Quinze nouveaux établissements de soins de santé primaires ont ouvert leurs portes mardi 8 septembre dans six régions du Maroc. Cette mise en service intervient après la réhabilitation et l’équipement des structures concernées et doit permettre de rapprocher les prestations médicales de plus de 375 677 habitants.
Les ouvertures concernent Casablanca-Settat, Guelmim-Oued Noun, Béni Mellal-Khénifra, l’Oriental, Tanger-Tétouan-Al Hoceïma et Marrakech-Safi. Elles s’inscrivent dans le programme national de modernisation de 1 600 établissements de soins de santé primaires, dont 500 sont programmés pour 2026.

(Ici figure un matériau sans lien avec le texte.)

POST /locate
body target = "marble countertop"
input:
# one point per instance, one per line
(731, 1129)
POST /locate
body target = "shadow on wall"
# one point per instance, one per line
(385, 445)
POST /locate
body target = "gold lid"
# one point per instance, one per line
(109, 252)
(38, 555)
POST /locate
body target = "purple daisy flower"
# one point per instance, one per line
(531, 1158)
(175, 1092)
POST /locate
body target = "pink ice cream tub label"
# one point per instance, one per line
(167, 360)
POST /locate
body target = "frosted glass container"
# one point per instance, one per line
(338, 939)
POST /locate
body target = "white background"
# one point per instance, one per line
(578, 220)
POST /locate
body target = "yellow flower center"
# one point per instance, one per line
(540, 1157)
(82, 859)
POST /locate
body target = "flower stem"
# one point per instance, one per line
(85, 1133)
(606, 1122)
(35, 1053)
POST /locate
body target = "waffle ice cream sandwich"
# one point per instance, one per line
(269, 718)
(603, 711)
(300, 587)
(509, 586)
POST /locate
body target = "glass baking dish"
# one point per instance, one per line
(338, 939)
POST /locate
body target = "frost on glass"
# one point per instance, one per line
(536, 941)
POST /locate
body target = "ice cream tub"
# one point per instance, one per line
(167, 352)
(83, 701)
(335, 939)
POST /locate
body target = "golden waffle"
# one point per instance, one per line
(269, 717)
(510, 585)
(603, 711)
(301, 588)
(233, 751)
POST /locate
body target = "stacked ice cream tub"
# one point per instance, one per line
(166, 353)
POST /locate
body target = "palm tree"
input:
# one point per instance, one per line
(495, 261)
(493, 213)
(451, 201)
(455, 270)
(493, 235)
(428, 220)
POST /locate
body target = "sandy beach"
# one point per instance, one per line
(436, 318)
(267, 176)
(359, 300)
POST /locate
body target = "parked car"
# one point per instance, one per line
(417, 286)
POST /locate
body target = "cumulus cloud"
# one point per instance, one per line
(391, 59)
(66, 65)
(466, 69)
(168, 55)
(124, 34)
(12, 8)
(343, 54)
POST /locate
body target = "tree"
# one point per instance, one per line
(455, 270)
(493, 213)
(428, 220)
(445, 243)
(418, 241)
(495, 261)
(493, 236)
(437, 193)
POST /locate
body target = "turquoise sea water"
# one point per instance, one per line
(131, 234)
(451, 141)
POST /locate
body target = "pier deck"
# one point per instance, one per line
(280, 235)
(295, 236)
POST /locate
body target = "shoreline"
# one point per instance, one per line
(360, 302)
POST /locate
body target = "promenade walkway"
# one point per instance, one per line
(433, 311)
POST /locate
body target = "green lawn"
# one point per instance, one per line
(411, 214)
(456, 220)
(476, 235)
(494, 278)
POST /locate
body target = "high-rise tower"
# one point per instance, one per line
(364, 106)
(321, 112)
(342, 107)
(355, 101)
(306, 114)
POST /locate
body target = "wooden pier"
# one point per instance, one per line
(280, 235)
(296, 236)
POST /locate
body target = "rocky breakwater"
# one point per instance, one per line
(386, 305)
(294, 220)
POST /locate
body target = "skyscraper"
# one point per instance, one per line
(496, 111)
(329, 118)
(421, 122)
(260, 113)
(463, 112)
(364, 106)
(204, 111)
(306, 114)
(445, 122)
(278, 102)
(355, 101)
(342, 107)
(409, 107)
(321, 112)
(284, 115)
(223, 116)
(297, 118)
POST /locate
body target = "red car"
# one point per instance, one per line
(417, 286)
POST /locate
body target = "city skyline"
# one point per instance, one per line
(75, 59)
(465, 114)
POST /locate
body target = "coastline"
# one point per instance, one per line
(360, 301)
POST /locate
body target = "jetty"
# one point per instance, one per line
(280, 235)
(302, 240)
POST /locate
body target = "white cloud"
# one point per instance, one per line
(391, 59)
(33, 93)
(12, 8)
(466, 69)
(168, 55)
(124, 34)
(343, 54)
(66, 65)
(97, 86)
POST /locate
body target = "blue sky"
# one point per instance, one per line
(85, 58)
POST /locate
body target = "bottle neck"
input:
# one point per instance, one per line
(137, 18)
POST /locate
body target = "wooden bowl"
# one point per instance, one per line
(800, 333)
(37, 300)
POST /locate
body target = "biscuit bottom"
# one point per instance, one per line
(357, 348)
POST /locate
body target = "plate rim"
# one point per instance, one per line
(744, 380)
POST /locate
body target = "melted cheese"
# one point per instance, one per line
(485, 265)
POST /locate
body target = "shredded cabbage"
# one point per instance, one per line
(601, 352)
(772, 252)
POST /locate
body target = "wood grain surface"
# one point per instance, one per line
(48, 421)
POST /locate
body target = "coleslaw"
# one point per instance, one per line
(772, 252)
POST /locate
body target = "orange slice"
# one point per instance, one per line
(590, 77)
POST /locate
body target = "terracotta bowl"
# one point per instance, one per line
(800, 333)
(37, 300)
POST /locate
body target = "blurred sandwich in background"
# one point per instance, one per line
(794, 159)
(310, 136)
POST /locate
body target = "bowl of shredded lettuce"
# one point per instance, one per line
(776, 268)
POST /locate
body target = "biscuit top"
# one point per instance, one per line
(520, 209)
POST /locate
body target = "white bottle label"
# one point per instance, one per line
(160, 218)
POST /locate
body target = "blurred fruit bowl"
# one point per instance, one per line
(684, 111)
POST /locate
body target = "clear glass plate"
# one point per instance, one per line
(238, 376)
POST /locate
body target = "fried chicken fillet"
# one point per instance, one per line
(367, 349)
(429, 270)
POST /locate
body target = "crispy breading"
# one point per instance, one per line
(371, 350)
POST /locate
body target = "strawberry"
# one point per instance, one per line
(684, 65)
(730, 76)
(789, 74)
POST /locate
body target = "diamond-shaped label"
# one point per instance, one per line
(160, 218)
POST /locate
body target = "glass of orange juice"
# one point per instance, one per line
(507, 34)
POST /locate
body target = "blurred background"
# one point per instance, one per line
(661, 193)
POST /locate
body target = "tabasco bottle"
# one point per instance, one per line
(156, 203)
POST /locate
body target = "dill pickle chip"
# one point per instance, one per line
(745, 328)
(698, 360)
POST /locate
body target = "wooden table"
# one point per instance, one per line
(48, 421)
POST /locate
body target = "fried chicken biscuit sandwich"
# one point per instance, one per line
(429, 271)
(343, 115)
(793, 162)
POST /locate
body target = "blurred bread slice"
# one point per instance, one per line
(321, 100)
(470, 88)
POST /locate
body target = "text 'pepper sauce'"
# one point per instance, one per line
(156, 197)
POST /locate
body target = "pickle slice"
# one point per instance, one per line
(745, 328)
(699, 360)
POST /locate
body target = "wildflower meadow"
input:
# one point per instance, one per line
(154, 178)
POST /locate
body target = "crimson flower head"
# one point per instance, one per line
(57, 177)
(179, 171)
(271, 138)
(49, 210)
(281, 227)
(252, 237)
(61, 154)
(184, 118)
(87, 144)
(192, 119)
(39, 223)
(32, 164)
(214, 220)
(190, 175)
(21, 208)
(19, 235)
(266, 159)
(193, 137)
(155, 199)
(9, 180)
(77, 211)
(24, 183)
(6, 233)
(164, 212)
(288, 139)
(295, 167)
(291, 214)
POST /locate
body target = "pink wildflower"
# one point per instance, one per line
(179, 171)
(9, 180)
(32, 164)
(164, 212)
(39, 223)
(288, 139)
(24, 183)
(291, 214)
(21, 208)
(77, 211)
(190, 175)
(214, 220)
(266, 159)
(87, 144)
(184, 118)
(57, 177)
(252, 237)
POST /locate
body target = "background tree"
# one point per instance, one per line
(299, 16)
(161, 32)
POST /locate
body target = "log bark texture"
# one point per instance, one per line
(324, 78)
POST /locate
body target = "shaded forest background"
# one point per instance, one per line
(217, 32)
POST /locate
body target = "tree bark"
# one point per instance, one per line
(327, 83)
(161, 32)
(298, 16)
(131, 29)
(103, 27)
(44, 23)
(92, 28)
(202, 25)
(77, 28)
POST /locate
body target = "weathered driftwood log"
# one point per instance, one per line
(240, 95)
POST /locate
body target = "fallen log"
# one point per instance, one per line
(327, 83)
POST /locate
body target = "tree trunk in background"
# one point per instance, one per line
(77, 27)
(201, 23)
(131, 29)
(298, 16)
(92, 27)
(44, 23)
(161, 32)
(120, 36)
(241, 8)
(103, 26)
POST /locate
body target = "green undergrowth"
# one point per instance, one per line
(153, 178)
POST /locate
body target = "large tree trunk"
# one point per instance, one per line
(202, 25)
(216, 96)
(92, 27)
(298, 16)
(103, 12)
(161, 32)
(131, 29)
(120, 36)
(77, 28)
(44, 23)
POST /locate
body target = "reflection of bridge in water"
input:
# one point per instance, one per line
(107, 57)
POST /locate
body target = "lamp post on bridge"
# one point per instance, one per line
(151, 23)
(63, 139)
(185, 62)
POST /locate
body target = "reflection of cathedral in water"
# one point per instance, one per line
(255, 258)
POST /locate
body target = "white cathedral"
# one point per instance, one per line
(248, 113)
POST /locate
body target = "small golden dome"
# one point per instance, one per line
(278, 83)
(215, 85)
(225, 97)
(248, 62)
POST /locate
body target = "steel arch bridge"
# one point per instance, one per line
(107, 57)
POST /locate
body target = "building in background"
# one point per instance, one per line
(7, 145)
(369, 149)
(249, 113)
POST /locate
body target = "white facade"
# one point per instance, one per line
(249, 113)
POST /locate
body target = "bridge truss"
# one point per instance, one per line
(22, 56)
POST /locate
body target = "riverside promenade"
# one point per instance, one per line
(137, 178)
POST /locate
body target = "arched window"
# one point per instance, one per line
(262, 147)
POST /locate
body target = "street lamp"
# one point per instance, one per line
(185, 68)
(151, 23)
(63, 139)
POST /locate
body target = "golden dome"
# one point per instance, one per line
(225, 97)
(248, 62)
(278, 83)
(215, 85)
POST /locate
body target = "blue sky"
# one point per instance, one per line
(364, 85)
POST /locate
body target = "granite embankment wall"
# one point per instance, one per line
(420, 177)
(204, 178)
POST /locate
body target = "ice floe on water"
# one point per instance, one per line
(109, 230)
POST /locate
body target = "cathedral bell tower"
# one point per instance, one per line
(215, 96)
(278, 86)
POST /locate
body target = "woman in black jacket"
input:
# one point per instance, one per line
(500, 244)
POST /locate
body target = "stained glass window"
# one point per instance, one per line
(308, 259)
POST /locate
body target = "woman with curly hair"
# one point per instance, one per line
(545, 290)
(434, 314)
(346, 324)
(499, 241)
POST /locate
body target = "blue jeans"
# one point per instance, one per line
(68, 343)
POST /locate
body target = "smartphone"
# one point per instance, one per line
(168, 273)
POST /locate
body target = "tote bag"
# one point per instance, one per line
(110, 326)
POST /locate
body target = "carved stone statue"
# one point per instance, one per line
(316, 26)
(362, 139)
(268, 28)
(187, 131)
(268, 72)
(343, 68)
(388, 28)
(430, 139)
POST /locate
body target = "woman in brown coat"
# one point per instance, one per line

Ce chantier est mené dans le cadre des Hautes Orientations Royales de S.M le Roi Mohammed 6 pour la réforme et la mise à niveau du système national de santé. Il accompagne également la généralisation de la protection sociale et le renforcement de l’accès aux soins de proximité.
Marrakech-Safi concentre cinq des structures mises en service, toutes situées dans la province de Chichaoua. Il s’agit des centres de santé d’Imintanoute, Douirane et Mzouda ainsi que des dispensaires ruraux de Bouzouga et Laadilate.
Quatre autres établissements ouvrent dans la région de Béni Mellal-Khénifra. Les dispensaires de Guimmi, Bouhrazen et Ait Ouirar sont implantés dans la province d’Azilal, tandis que celui de Sidi Bouaabad se trouve dans la province de Khénifra.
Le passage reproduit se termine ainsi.